Un dirigeant du prêteur agricole AgAmerica Lending partage cet avis : « Cette situation va perdurer jusqu’à Noël, et peut-être même jusqu’aux fêtes de printemps comme Pâques. La chaîne d’approvisionnement ne va pas se rétablir de sitôt. »


Coûts élevés

On peut considérer ces signes des temps… comme l’obscurité précédant l’aube d’un jour radieux et éternel.

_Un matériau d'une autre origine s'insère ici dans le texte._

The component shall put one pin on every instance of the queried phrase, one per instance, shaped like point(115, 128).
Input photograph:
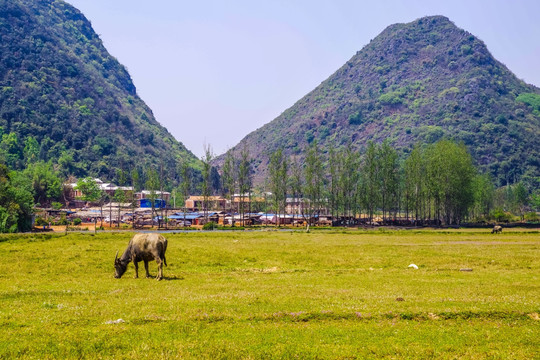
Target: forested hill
point(416, 82)
point(61, 89)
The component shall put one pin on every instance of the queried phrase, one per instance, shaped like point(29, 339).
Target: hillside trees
point(16, 201)
point(245, 182)
point(278, 169)
point(314, 181)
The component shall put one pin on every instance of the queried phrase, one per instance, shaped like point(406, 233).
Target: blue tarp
point(158, 203)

Goldman Sachs s’est montré tout aussi optimiste, affirmant que les « progrès médicaux » liés à la pandémie « devraient […] soutenir la poursuite de la reprise dans des secteurs tels que les voyages, les loisirs et la consommation liée au monde du travail ». La banque a également estimé que « le facteur le plus important est probablement la diminution de la peur parmi la grande majorité de la population, qui est soit déjà vaccinée, soit n’a aucune envie de se faire vacciner quelles que soient les circonstances, et par conséquent une activité économique plus soutenue même en cas de flambée épidémique ».

D’autre part, CBS News s’est associé à YouGov pour réaliser une enquête sur l’Américain moyen, avec un « échantillon de 2 058 résidents adultes américains interrogés entre le 15 et le 19 novembre 2021 ». Elle a révélé qu’« une majorité qualifie l’inflation de « difficile », voire de « épreuve »… plutôt que de simple désagrément, et [également que] ces Américains déclarent prévoir une forme de restriction, comme le report d’un achat important, la réduction des achats de cadeaux ou la diminution des voyages. Sept sur dix affirment qu’ils réduiront leurs célébrations de fin d’année. »

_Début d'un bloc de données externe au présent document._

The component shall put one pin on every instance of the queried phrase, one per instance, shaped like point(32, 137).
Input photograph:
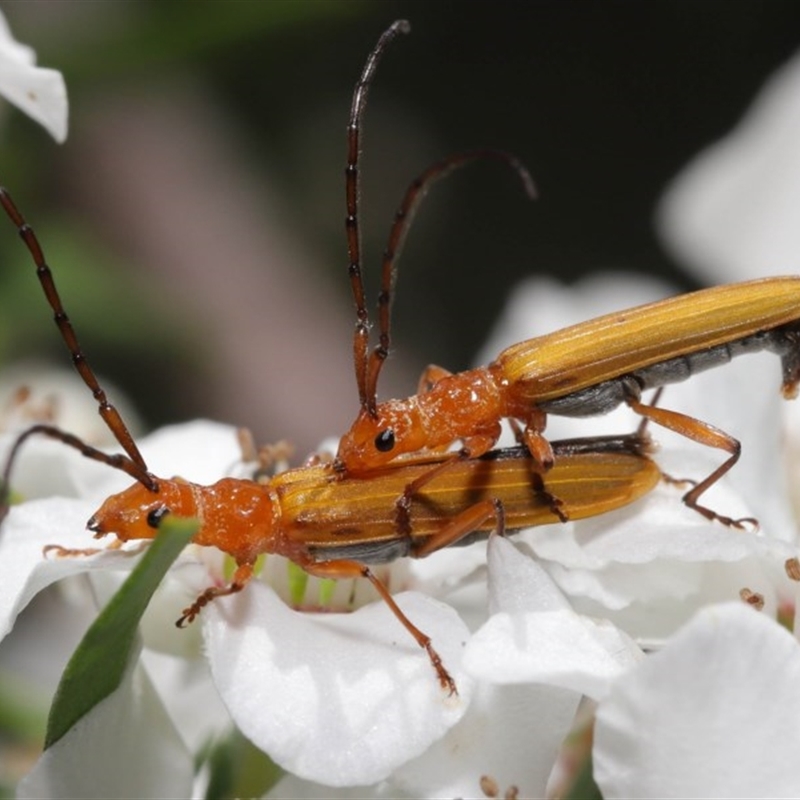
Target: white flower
point(38, 91)
point(732, 213)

Avez-vous l’impression d’être un chiffon qu’on tord de plus en plus fort ? Avez-vous l’impression d’être dans un train qui dévale à toute vitesse une voie inachevée ? Chaque nouvelle journée apporte-t-elle davantage de mauvaises nouvelles, davantage d’angoisse et aucun espoir ? Pour celui qui croit en la Parole de Dieu, il est possible de descendre de ce train — librement. Vous pouvez considérer ces signes des temps non pas comme un destin inéluctable, mais comme les ténèbres qui précèdent l’avènement d’une aube radieuse et éternelle.

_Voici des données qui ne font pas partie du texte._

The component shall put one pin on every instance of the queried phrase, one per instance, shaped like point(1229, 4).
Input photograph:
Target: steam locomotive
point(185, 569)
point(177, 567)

Jésus nous a avertis que les problèmes économiques seraient l’un des facteurs annonçant la lutte finale entre le reste de Dieu et les agents du diable : « afin que personne ne puisse acheter ni vendre, si ce n’est celui qui porte la marque, ou le nom de la bête, ou le nombre de son nom » (Apocalypse 13:17). Vous pouvez en apprendre davantage grâce à notre leçon gratuite «La marque de Caïn ».

Et bien que ce jour ne soit pas encore venu, il viendra bientôt. Comme l’apôtre Paul l’a exhorté : « C’est maintenant le jour du salut » (2 Corinthiens 6:2). C’est maintenant le moment de vous remettre entre les mains de Celui qui a payé «le prix élevé de la croix »pour vous.